California, even then, was the jewel of the Pacific. Having a considerable population, great natural wealth, and unsurpassed climate and fertility, she was jealously desired by both the North and the South.

To the South, the acquisition of California meant enhanced prestige--involving, as it would, the occupation of a large area whose soils and climate might encourage the perpetuation of slavery; it meant a rich possession which would afford her a strategic base for waging war against her northern foe; it meant a romantic field in which opportunity might be given to organize an allied republic of the Pacific, a power which would, perchance, forcibly absorb the entire Southwest and a large section of Northern Mexico. By thus creating counter forces the South would effectively block the Federal Government on the western half of the continent.

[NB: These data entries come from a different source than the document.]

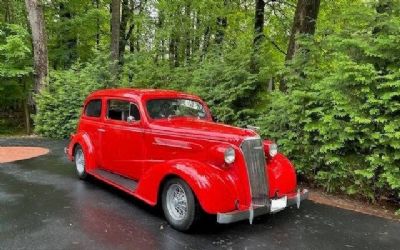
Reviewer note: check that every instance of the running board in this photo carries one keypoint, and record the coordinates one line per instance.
(118, 180)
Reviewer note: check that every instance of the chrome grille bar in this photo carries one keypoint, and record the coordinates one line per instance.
(253, 152)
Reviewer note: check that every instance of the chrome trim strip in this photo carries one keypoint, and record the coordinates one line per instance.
(253, 152)
(225, 218)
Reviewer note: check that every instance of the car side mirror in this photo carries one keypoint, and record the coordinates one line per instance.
(215, 119)
(130, 119)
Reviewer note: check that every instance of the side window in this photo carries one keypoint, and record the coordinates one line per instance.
(93, 108)
(121, 110)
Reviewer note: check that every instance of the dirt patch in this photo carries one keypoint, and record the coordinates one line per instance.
(10, 154)
(380, 210)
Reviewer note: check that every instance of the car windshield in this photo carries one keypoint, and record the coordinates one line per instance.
(169, 108)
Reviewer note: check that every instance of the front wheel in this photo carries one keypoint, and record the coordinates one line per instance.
(80, 162)
(180, 205)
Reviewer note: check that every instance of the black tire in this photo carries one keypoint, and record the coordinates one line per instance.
(80, 170)
(193, 213)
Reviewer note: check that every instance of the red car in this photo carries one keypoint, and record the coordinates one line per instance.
(163, 147)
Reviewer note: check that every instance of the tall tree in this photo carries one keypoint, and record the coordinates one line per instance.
(222, 23)
(258, 33)
(115, 28)
(39, 42)
(305, 19)
(259, 23)
(124, 33)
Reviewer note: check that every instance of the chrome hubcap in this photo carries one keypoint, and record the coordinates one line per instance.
(176, 202)
(80, 161)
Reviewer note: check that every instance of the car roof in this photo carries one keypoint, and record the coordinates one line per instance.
(147, 93)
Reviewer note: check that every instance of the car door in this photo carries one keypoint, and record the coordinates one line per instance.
(91, 124)
(123, 151)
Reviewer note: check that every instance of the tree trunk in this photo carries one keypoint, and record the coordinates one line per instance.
(115, 28)
(304, 22)
(206, 42)
(71, 42)
(222, 23)
(258, 35)
(123, 30)
(188, 40)
(259, 23)
(96, 2)
(39, 42)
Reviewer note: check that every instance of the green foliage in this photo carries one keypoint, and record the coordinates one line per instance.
(15, 66)
(59, 105)
(339, 120)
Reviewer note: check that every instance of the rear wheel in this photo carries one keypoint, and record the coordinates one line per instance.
(80, 162)
(180, 205)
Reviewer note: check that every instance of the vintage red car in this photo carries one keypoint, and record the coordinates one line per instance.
(163, 147)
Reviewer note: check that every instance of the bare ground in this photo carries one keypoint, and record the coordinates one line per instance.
(10, 154)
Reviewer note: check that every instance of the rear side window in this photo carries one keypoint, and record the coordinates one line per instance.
(93, 108)
(121, 110)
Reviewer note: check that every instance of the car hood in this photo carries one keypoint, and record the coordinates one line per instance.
(202, 129)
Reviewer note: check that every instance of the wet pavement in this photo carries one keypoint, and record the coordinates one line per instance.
(43, 205)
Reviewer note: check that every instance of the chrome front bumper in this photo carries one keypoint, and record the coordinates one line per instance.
(226, 218)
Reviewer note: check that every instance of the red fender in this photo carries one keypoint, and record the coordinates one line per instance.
(84, 140)
(212, 186)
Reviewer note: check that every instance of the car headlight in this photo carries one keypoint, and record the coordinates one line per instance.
(273, 149)
(229, 155)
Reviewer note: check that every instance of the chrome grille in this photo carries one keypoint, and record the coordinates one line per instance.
(253, 152)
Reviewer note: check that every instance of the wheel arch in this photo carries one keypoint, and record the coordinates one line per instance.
(212, 188)
(86, 144)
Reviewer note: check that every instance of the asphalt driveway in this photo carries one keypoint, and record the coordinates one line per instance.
(43, 205)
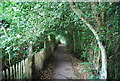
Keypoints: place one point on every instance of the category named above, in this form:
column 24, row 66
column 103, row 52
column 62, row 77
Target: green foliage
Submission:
column 35, row 21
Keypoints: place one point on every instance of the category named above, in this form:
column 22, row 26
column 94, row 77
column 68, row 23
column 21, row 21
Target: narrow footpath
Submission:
column 62, row 66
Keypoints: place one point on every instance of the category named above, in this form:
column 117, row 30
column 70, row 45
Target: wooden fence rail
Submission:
column 24, row 69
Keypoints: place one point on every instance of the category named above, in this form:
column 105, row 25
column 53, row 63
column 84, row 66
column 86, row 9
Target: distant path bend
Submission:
column 63, row 66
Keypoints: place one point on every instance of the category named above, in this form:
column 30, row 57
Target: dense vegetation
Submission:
column 23, row 22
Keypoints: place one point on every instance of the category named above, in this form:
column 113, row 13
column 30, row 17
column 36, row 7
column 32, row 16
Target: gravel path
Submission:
column 62, row 66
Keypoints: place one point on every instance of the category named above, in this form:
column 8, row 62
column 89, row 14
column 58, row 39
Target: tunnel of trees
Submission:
column 91, row 32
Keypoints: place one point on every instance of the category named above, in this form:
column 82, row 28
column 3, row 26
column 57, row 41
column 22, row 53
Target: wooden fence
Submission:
column 27, row 67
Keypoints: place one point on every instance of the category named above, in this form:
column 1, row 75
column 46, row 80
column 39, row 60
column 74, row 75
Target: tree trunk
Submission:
column 103, row 73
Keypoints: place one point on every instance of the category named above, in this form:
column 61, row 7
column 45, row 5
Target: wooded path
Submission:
column 62, row 67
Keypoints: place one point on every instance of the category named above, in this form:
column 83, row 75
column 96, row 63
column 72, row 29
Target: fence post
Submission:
column 30, row 61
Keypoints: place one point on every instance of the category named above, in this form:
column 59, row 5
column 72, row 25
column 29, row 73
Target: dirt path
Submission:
column 62, row 66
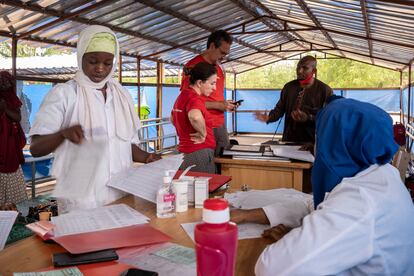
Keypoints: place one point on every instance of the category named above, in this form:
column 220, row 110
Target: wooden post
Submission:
column 409, row 93
column 402, row 117
column 14, row 58
column 139, row 87
column 160, row 81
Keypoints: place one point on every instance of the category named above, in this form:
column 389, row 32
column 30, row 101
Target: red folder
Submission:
column 215, row 182
column 97, row 269
column 135, row 235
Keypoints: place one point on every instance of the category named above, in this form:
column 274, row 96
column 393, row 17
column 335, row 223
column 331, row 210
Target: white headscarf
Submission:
column 126, row 119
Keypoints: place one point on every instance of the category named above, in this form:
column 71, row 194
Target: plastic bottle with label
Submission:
column 166, row 198
column 216, row 240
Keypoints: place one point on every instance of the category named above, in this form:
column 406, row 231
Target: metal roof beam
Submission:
column 252, row 11
column 345, row 34
column 399, row 2
column 255, row 53
column 367, row 26
column 351, row 52
column 39, row 9
column 66, row 16
column 309, row 13
column 185, row 18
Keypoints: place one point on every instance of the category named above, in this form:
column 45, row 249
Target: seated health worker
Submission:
column 193, row 122
column 91, row 126
column 363, row 218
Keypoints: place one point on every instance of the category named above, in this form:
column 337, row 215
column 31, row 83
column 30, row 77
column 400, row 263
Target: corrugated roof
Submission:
column 373, row 31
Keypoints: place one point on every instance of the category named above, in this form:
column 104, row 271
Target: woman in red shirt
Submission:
column 193, row 122
column 12, row 141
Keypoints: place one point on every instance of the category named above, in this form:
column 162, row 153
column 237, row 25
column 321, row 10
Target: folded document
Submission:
column 113, row 226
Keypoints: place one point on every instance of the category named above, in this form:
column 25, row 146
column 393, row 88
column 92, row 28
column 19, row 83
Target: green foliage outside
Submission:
column 27, row 51
column 337, row 73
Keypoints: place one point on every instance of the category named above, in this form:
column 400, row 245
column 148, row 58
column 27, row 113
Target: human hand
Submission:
column 73, row 134
column 153, row 157
column 228, row 105
column 3, row 105
column 299, row 116
column 197, row 137
column 262, row 117
column 277, row 232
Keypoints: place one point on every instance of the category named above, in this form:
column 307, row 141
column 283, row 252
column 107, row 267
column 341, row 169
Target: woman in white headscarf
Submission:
column 91, row 126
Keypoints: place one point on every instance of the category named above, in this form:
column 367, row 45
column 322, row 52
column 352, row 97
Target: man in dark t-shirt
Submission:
column 299, row 101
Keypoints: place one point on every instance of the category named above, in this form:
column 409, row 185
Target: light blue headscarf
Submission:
column 350, row 137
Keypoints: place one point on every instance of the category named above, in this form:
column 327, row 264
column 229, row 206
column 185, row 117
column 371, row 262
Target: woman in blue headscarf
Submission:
column 363, row 219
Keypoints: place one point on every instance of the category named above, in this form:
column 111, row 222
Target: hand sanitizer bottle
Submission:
column 166, row 198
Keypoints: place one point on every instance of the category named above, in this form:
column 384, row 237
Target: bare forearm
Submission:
column 258, row 216
column 252, row 216
column 199, row 125
column 13, row 114
column 44, row 144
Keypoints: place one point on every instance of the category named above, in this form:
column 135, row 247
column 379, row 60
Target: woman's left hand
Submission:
column 277, row 232
column 197, row 138
column 153, row 157
column 3, row 105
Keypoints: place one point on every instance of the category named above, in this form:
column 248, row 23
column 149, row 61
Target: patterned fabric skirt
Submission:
column 12, row 187
column 203, row 159
column 222, row 139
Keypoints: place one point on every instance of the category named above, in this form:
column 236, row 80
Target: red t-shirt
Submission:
column 11, row 137
column 216, row 96
column 187, row 100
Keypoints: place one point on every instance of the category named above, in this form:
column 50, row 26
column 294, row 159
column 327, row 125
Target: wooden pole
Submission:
column 234, row 114
column 120, row 68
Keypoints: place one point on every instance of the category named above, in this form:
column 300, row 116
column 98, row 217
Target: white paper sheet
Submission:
column 84, row 160
column 293, row 152
column 246, row 230
column 144, row 181
column 7, row 219
column 102, row 218
column 160, row 258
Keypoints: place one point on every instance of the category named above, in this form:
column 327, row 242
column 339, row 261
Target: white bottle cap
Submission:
column 216, row 210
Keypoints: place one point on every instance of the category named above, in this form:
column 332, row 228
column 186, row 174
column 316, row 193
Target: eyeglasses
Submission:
column 223, row 52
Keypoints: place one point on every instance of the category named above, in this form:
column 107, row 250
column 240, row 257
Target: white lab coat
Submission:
column 58, row 112
column 365, row 226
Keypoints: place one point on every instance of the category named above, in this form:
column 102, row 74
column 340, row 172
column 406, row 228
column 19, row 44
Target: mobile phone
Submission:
column 66, row 259
column 138, row 272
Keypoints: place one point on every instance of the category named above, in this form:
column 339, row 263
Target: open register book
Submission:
column 113, row 226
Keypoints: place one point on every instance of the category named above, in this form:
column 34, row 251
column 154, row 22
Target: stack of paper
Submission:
column 7, row 219
column 245, row 230
column 145, row 181
column 103, row 218
column 114, row 226
column 166, row 259
column 293, row 152
column 245, row 150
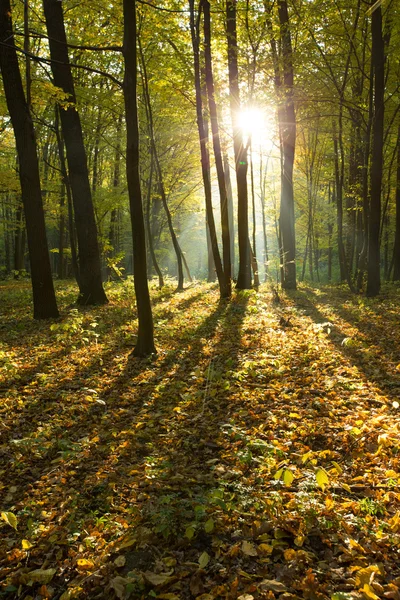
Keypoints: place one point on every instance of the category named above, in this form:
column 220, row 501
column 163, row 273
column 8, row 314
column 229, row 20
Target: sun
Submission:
column 251, row 121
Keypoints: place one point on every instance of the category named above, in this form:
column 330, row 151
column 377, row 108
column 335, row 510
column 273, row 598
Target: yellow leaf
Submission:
column 369, row 592
column 157, row 579
column 204, row 560
column 322, row 478
column 10, row 519
column 249, row 549
column 288, row 477
column 209, row 525
column 363, row 576
column 84, row 564
column 265, row 549
column 337, row 467
column 42, row 576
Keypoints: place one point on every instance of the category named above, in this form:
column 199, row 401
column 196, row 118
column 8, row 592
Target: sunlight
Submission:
column 252, row 122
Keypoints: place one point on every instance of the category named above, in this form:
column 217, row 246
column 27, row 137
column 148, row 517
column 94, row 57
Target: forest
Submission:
column 200, row 299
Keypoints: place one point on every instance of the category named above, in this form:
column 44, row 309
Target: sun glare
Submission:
column 251, row 121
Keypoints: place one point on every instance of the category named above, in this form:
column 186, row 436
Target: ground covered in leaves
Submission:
column 255, row 457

The North also desired the prestige that would come from holding California as well as the material strength inherent in the state's valuable resources. Moreover to hold this region would give the North a base of operations to check her opponent in any campaign of aggression in the far West, should the South presume such an attempt. And the possession of California would also offer to the North the very best means of protecting the Western frontier, one of the Union's most vulnerable points of attack.

It was with such vital conditions that the Pony Express was identified; it was in retaining California for the Union, and in helping incidentally to preserve the Union, that the Express became an important factor in American history.

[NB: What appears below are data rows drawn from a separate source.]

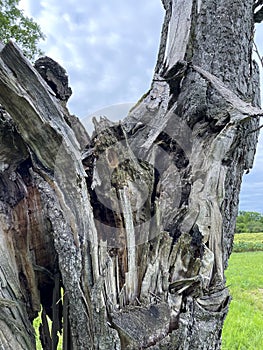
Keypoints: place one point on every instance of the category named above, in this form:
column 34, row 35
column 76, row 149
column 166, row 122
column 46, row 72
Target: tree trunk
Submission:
column 137, row 223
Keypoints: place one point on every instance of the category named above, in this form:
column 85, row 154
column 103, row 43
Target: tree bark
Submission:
column 137, row 223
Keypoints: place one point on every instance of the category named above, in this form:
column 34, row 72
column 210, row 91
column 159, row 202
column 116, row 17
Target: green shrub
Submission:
column 248, row 242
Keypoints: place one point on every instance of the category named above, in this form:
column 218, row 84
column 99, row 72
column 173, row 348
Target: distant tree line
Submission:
column 249, row 221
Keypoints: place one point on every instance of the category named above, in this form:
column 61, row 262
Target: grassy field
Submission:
column 243, row 329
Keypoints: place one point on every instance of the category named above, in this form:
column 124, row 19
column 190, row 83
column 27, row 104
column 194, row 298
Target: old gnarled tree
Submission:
column 136, row 223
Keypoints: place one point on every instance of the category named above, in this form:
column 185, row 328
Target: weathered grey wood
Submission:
column 140, row 223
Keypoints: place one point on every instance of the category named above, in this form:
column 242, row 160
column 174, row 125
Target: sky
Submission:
column 109, row 49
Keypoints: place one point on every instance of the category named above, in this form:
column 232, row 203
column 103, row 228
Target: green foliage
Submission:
column 249, row 221
column 16, row 26
column 248, row 242
column 243, row 328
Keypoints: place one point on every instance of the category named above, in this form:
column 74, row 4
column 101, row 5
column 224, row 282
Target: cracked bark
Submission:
column 136, row 223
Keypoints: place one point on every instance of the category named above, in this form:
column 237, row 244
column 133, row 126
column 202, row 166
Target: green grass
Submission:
column 245, row 242
column 243, row 328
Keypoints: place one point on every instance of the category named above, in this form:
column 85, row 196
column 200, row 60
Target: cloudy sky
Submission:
column 109, row 48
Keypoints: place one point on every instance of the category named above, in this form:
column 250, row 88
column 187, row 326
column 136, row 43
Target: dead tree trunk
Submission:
column 136, row 224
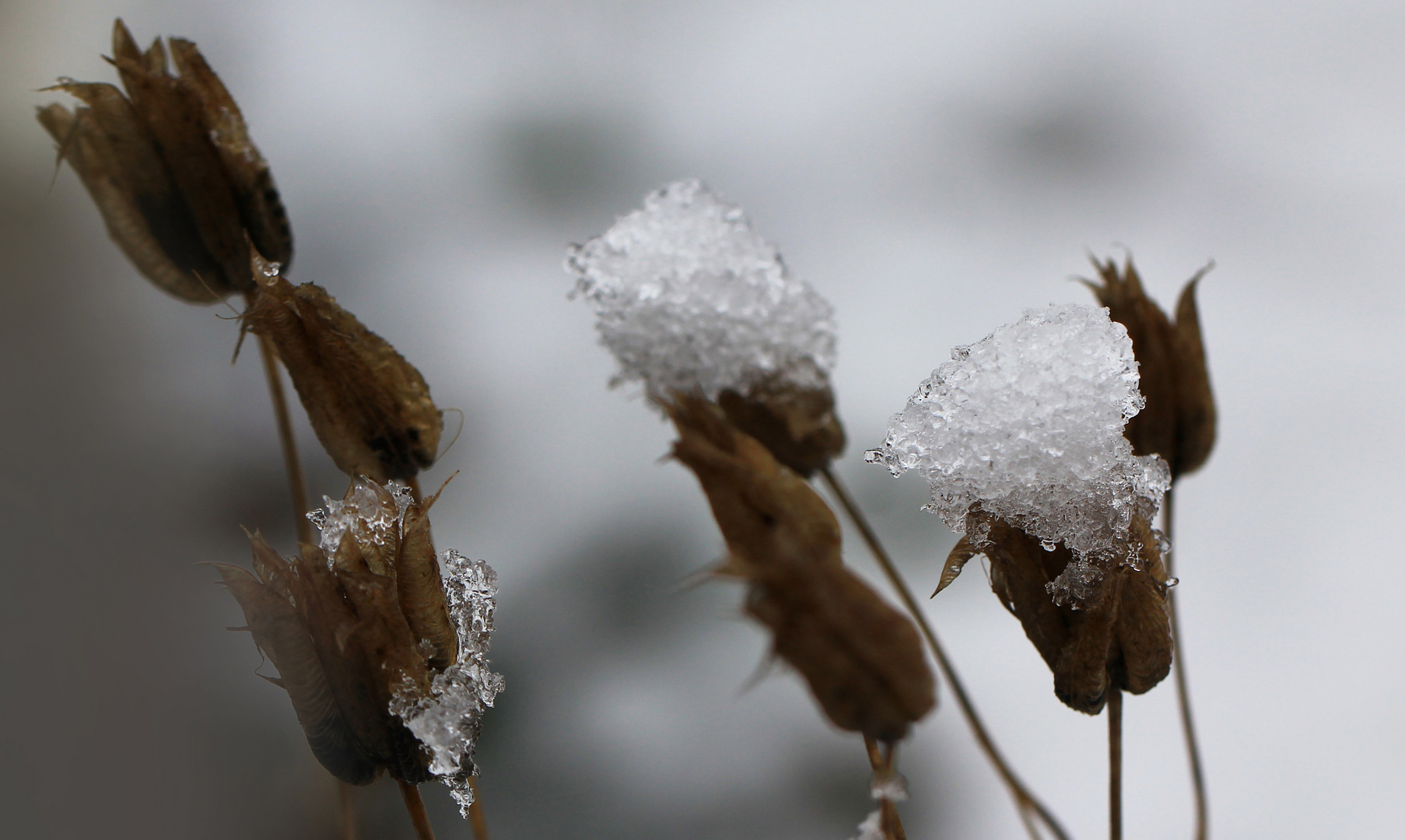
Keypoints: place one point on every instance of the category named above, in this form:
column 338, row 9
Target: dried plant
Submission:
column 1178, row 425
column 170, row 166
column 383, row 658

Not to mention the romance, the unsurpassed courage, the unflinching endurance, and the wonderful exploits which the routine operations of the Pony Express involved, its identity with problems of nation-wide and world-wide importance make its story seem worth telling. And with its romantic existence and its place in history the succeeding pages of this book will briefly deal.

Chapter II

Inception and Organization of the Pony Express

Following the discovery of gold in California in January 1848, that region sprang into immediate prominence. From all parts of the country and the remote corners of the earth came the famous Forty-niners. Amid the chaos of a great mining camp the Anglo-Saxon love of law and order soon asserted itself. Civil and religious institutions quickly arose, and, in the summer of 1850, a little more than a year after the big rush had started, California entered the Union as a free state.

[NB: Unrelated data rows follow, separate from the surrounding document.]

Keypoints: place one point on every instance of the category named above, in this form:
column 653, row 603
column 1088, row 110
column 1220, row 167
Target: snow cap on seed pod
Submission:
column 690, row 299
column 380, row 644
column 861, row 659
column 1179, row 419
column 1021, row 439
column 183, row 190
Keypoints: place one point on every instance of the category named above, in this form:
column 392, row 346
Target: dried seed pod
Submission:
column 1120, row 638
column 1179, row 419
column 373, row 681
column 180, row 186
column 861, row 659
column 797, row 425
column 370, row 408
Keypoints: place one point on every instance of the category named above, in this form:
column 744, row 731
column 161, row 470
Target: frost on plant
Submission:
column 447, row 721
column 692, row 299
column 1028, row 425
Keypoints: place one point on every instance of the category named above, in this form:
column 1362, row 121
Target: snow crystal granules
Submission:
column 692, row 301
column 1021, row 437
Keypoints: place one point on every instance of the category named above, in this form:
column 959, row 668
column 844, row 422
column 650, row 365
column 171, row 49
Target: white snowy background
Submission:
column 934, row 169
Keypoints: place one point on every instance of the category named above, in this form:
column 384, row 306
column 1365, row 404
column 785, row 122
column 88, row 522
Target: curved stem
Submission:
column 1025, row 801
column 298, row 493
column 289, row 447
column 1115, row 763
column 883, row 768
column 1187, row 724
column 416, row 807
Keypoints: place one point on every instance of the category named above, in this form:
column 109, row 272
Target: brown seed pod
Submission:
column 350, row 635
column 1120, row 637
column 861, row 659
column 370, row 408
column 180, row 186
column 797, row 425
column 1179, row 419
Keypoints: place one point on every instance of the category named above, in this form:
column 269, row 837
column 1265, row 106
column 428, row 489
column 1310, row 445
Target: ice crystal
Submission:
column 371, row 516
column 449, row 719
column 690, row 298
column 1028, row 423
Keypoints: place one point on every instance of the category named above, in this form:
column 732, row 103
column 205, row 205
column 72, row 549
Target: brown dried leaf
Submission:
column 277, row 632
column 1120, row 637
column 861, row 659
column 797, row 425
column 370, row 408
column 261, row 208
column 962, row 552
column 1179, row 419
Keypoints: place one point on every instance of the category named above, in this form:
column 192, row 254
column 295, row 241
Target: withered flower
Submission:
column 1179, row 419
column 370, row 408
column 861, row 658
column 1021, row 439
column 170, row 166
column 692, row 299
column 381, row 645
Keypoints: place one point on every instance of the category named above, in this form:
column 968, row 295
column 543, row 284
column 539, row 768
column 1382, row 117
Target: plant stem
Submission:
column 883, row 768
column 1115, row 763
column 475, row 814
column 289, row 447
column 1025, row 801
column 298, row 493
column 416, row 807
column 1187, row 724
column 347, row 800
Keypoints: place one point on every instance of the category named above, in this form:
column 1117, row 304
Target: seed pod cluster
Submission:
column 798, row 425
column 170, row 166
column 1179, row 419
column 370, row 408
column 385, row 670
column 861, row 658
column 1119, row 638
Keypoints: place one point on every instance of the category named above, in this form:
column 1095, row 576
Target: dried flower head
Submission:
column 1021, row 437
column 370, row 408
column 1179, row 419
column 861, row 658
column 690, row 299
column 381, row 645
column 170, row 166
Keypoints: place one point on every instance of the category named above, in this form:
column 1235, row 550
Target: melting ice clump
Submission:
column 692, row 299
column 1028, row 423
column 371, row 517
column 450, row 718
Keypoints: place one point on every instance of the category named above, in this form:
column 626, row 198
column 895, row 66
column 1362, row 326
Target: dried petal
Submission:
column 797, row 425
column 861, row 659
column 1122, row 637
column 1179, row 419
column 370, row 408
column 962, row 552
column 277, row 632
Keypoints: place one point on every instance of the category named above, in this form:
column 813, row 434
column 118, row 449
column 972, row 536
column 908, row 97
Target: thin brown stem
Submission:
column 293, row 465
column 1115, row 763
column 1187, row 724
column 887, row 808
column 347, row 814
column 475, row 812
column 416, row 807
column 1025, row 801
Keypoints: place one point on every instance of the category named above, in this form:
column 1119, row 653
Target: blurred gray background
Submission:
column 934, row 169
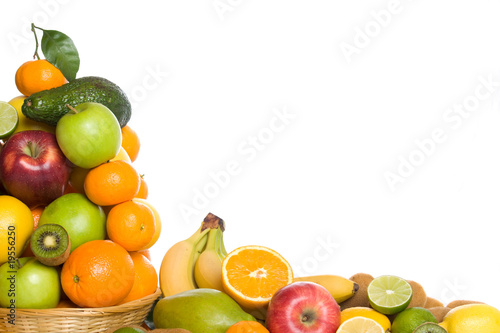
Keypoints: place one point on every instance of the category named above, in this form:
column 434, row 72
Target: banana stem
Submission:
column 212, row 221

The boom went on and the census of 1860 revealed a population of 380,000 in the new commonwealth. And when to these figures were added those of Oregon and Washington Territory, an aggregate of 444,000 citizens of the United States were found to be living on the Pacific Slope. Crossing the Sierras eastward and into the Great Basin, 47,000 more were located in the Territories of Nevada and Utah,--thus making a grand total of nearly a half million people beyond the Rocky Mountains in 1860. And these figures did not include Indians nor Chinese.